Bail-Out Morphs into Poison Pill

The Bush bail-out is morphing into a forcible poisoning, according to a front-page article in today's Washington Post.

The banner headline blares: "U.S. Forces Nine Major Banks To Accept Partial Nationalization".

While the article doesn't specify exactly how banks were forced, it's clear that they were bullied:

[T]he government ordered the chief executives of nine prominent banks to attend a meeting yesterday at the imposing offices of the Treasury Department, next-door to the White House.
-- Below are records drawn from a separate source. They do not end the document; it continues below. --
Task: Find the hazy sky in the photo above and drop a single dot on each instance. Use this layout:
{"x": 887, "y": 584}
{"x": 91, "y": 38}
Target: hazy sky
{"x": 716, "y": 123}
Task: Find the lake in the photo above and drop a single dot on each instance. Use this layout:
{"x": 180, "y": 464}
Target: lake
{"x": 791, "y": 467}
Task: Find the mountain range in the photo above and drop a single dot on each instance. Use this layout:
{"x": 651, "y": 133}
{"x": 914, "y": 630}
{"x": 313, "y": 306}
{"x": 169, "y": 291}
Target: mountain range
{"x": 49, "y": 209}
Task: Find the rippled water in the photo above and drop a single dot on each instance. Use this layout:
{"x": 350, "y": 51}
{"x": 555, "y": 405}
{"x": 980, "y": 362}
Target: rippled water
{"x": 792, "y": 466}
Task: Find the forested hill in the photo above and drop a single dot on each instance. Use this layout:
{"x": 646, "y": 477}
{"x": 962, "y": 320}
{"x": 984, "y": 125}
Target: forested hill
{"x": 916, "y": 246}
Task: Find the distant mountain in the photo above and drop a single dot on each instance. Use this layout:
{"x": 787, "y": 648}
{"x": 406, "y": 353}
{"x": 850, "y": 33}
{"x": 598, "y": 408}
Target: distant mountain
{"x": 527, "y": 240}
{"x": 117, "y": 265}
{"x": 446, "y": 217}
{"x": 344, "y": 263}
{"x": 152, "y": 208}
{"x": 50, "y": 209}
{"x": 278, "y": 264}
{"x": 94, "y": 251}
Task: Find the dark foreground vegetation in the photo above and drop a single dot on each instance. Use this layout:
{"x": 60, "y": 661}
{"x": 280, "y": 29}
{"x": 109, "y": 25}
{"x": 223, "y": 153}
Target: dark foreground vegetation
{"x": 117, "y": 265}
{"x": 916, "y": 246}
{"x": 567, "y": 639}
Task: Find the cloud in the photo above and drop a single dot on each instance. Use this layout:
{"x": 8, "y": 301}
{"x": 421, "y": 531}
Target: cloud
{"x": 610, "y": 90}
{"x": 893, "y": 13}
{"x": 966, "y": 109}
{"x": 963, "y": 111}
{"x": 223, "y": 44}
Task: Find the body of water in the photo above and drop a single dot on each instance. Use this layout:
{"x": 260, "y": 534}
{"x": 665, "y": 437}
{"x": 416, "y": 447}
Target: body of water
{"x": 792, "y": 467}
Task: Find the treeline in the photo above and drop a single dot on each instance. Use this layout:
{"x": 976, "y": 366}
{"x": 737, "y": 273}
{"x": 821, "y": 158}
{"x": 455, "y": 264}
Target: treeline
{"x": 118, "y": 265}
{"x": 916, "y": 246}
The participants included: Bank of America, J.P. Morgan Chase and Wells Fargo, retail banking giants that together control 30 percent of the nation's deposits; Wall Street titans Goldman Sachs, Morgan Stanley and Merrill Lynch, which has agreed to be bought by Bank of America; and Citigroup, the most international of the American banks. Also invited were the Bank of New York Mellon and State Street, lesser-known banks that play a crucial role as the back offices for the financial system.
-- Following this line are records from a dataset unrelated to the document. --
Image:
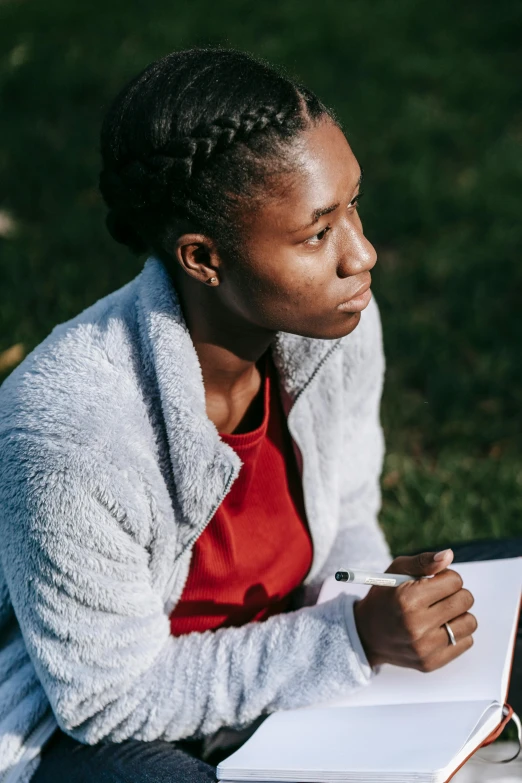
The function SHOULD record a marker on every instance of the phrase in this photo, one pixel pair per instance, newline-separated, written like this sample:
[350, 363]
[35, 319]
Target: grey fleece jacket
[109, 471]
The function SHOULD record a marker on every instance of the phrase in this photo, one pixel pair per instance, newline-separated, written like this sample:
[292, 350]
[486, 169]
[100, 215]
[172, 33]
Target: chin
[342, 326]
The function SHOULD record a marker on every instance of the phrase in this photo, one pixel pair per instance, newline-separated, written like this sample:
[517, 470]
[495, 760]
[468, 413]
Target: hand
[405, 625]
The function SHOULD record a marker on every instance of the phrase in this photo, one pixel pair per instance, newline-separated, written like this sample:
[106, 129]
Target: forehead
[326, 172]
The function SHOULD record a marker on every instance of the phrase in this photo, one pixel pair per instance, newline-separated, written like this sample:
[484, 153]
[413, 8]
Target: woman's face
[306, 266]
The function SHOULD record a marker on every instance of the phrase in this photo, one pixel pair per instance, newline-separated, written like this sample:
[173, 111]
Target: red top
[257, 548]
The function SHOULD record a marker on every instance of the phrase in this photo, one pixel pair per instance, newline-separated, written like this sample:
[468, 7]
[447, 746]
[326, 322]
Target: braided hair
[192, 136]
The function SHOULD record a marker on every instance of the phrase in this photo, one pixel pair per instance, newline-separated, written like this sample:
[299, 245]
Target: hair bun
[124, 233]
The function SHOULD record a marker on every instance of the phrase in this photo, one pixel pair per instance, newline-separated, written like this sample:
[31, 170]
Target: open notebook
[405, 725]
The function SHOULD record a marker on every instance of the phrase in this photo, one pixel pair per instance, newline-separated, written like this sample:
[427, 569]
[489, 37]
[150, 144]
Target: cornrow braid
[190, 136]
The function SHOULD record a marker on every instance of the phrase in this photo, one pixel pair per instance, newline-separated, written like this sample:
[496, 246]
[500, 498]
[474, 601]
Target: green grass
[430, 97]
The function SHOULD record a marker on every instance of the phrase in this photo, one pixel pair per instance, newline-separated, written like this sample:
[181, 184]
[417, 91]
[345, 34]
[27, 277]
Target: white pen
[368, 578]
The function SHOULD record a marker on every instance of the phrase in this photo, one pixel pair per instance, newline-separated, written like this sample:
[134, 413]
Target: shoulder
[78, 384]
[362, 349]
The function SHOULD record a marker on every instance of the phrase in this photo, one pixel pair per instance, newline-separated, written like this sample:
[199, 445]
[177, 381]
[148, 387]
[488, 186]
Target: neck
[227, 345]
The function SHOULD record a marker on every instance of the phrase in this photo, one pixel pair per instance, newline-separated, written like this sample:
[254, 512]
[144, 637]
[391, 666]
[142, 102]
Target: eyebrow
[318, 213]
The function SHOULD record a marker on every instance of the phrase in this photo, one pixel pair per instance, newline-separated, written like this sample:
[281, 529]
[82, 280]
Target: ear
[198, 257]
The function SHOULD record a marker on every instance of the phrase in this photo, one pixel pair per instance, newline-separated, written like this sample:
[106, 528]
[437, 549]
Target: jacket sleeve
[95, 627]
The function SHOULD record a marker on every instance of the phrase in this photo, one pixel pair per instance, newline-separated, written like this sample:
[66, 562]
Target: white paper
[480, 673]
[394, 739]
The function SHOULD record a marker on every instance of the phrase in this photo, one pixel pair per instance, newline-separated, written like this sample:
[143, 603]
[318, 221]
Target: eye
[355, 201]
Treasury Secretary Henry M. Paulson Jr. told the executives that for the good of the nation -- patriotism was specifically invoked, according to a person briefed on the discussions -- they would each have to sell the government a stake in their companies.
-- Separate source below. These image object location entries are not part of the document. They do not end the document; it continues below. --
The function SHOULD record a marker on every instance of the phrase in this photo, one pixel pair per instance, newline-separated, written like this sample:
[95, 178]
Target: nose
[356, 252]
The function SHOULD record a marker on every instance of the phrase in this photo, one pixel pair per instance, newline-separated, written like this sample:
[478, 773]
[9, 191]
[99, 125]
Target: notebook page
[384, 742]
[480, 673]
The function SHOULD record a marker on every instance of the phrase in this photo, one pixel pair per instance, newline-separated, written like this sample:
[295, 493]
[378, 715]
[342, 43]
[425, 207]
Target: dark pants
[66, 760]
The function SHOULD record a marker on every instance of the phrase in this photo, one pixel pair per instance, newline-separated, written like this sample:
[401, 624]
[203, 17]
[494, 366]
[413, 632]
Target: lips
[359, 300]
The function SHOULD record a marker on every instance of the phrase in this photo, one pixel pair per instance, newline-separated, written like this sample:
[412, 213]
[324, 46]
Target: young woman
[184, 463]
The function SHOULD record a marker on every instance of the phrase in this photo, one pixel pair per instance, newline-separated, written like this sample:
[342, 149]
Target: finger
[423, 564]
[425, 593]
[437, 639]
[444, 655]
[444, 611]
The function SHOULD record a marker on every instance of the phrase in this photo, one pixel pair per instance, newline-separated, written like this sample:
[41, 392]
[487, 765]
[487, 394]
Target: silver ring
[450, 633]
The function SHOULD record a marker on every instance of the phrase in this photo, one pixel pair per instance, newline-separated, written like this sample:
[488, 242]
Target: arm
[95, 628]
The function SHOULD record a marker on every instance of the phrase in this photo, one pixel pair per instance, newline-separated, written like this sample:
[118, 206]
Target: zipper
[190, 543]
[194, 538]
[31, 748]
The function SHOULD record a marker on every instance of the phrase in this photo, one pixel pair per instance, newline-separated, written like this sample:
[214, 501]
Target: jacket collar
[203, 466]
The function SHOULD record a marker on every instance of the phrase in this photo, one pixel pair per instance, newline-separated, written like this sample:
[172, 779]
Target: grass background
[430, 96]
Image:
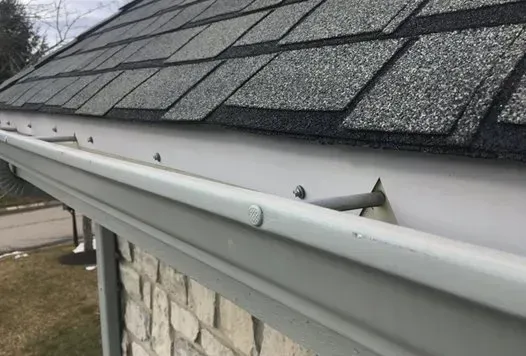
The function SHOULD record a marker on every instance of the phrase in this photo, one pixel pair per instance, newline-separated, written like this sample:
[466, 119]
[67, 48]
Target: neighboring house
[346, 174]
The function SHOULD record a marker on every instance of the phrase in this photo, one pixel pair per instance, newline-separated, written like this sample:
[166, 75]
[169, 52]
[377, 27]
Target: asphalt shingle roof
[444, 76]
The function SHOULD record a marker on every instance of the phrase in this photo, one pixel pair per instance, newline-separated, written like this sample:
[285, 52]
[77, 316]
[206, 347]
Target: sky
[80, 15]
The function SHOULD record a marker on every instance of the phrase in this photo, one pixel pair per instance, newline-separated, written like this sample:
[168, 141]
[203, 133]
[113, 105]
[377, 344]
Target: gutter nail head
[299, 192]
[255, 215]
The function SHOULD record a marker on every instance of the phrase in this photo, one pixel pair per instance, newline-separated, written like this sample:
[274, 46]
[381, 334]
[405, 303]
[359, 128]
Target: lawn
[47, 309]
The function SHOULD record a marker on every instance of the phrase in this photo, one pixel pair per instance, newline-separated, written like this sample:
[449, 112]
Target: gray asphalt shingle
[216, 88]
[14, 92]
[334, 18]
[160, 21]
[427, 89]
[185, 16]
[277, 23]
[441, 6]
[71, 90]
[216, 38]
[102, 58]
[324, 78]
[91, 89]
[260, 4]
[163, 46]
[123, 54]
[223, 7]
[165, 87]
[24, 98]
[114, 91]
[50, 90]
[515, 110]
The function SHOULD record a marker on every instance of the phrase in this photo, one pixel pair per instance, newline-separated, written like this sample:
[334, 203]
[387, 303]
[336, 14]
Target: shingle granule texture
[34, 90]
[123, 54]
[107, 97]
[427, 89]
[89, 90]
[277, 23]
[223, 7]
[14, 92]
[336, 18]
[441, 76]
[49, 91]
[441, 6]
[216, 38]
[160, 21]
[260, 4]
[102, 58]
[164, 46]
[165, 87]
[515, 110]
[214, 90]
[186, 15]
[315, 79]
[68, 92]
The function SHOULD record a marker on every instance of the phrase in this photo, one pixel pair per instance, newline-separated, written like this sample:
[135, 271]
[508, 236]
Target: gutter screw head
[299, 192]
[255, 215]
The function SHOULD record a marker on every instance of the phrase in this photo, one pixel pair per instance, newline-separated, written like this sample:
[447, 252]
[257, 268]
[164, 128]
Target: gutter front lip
[485, 276]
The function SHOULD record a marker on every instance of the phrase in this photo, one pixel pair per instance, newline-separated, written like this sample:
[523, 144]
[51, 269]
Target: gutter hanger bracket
[351, 202]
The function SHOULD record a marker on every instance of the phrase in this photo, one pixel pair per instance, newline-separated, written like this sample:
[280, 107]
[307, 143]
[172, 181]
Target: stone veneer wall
[166, 313]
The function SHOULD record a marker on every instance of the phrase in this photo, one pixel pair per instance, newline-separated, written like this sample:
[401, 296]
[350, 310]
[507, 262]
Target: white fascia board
[472, 200]
[335, 282]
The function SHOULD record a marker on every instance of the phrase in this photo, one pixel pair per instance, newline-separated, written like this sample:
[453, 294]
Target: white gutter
[334, 281]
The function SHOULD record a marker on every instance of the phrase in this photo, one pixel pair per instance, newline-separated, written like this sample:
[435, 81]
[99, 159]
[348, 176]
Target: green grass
[47, 309]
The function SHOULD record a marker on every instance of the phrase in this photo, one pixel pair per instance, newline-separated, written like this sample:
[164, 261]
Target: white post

Representatives of several banks underscored after the meeting that they did not need the government's money but said they cooperated out of obligation and to help heal the financial system.

The government will invest $125 billion in the nine banks, and then it will make another $125 billion available to the 8,500 smaller banks, which can choose whether to participate. Banks that accept the investments -- as the big nine must -- will issue to the government preferred shares of stock, meaning that the shares will pay annual interest. That has the effect of immediately reducing the value of existing shares and of limiting the companies' future profits, by directing some of their revenues to the government.


This is frightening. First the government insists that its bail-out is necessary to protect people's entitlement to buy flat-screen TVs on credit and forces the $700-Billion power grab through Congress. Then, banks that don't want Big Brother's hemlock are coerced and cajoled like Socrates into drinking it.

And what is our federal overlords' goal in imposing this semi-voluntary sentence of death on the free market? To restore confidence in the financial system.

They really don't get it.

1 comment:

General Kafka said...

hi Leslie - is that really to protect the people's entitlement to buy flat screen TVs on credit, or to avoid too severe a credit crunch -- for "good debt" (cities, companies etc) ?

is this money going to Credit Card companies ? please explain - I want to be convinced, but not by fear - by reason.